Fortunately, I do not have a penis. But thanks for advice!
I always respond with first name. Most people won't care - it's only the Type A, uptight jerks who do.
This is a good question, and one I've wondered about myself.
I'd say go with the first name. It just makes things seem more friendly, and as long as your message is good (and you don't come off as rude/entitled/ect.), you'll be fine.
When I cold-email, I use last name only. But as soon as he/she replies with only first name, I switch over.
It's not a good question, it's a neurotic one. If this guy addressed you by your first name, then signed his email with HIS first name, you can address him by his first name. Done. Hell, at all the MBBs people address senior partners by their first names - this isn't 1950, and it's not rude.
This is a good question, so get off your high horse. Most people have been raised all their lives being told to use the last name when addressing their elders. It's natural to wonder whether it is appropriate to use the first name of someone who is not yet your colleague, or whether you are crossing a line.
I would recommend reading Emily Post's "The Etiquette Advantage in Business." It deals with all sorts of these issues.
I'm on my high horse because if someone were to shake your hand and say, "Hi, I'm Jamie", that means that you should call him Jamie and not tie yourself in a know overthinking it. If he were to say "Hi, I'm Jamie Dimon," maybe but I still don't think so. When I do campus recruiting, I'm very informal, so I think it's offputting when people send me follow-up emails addressed to "Mister _____." It's a form of verbal genuflection that doesn't make you look proper or grown-up; if anything, it makes you look even younger.
For better or for worse, Emily Post has been dead for 50 years, and it's a first-name world now. I've called coaches, professors, and senior people at work almost exclusively by their first names since I graduated from high school, and I don't think I'm unusual in that regard. That's the social norm now, so I'd argue that it's safer to adhere to that norm rather than be unnecessarily formal because it's what your grandfather did back when everyone wore a hat to the office.
If he was a junior employee then you should always go first name anyway. Since he is senior, I think you can go either way. If you were cold emailing him it may be better to be more polite and use last name but if he reached out to you the ice is already broken and you can just use first name.

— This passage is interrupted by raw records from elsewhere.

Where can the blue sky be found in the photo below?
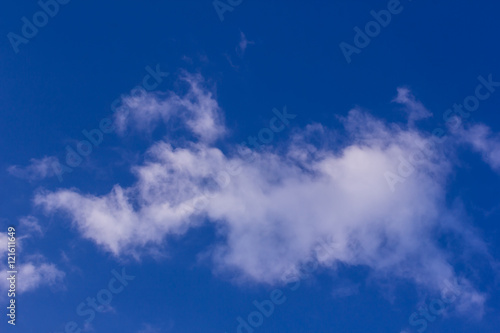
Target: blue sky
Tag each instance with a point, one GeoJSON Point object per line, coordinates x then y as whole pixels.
{"type": "Point", "coordinates": [232, 168]}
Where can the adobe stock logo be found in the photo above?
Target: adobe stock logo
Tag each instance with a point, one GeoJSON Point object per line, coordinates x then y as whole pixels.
{"type": "Point", "coordinates": [29, 30]}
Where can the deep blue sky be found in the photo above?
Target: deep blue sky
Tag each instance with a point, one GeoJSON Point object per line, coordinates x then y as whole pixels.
{"type": "Point", "coordinates": [92, 52]}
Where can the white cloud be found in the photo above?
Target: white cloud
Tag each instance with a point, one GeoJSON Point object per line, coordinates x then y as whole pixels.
{"type": "Point", "coordinates": [272, 207]}
{"type": "Point", "coordinates": [32, 272]}
{"type": "Point", "coordinates": [37, 169]}
{"type": "Point", "coordinates": [30, 225]}
{"type": "Point", "coordinates": [196, 109]}
{"type": "Point", "coordinates": [243, 44]}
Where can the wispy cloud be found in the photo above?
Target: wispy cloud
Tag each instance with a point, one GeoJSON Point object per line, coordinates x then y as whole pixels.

Don't try to overthink it though, go with what you are most comfortable with. In the end, there are far more important things to think/worry about in the job search process than this.
When potential recruits address me as Mr. [Last name], even after I've signed off with my first name, it makes me feel old, and somewhat uncomfortable. Afterall, no one in my company, or anyone I hang out with, calls me Mr. [Last name]. I'd say go with first name.
always go formal, unless they go informal.
Thanks for the input guys! Much appreciated.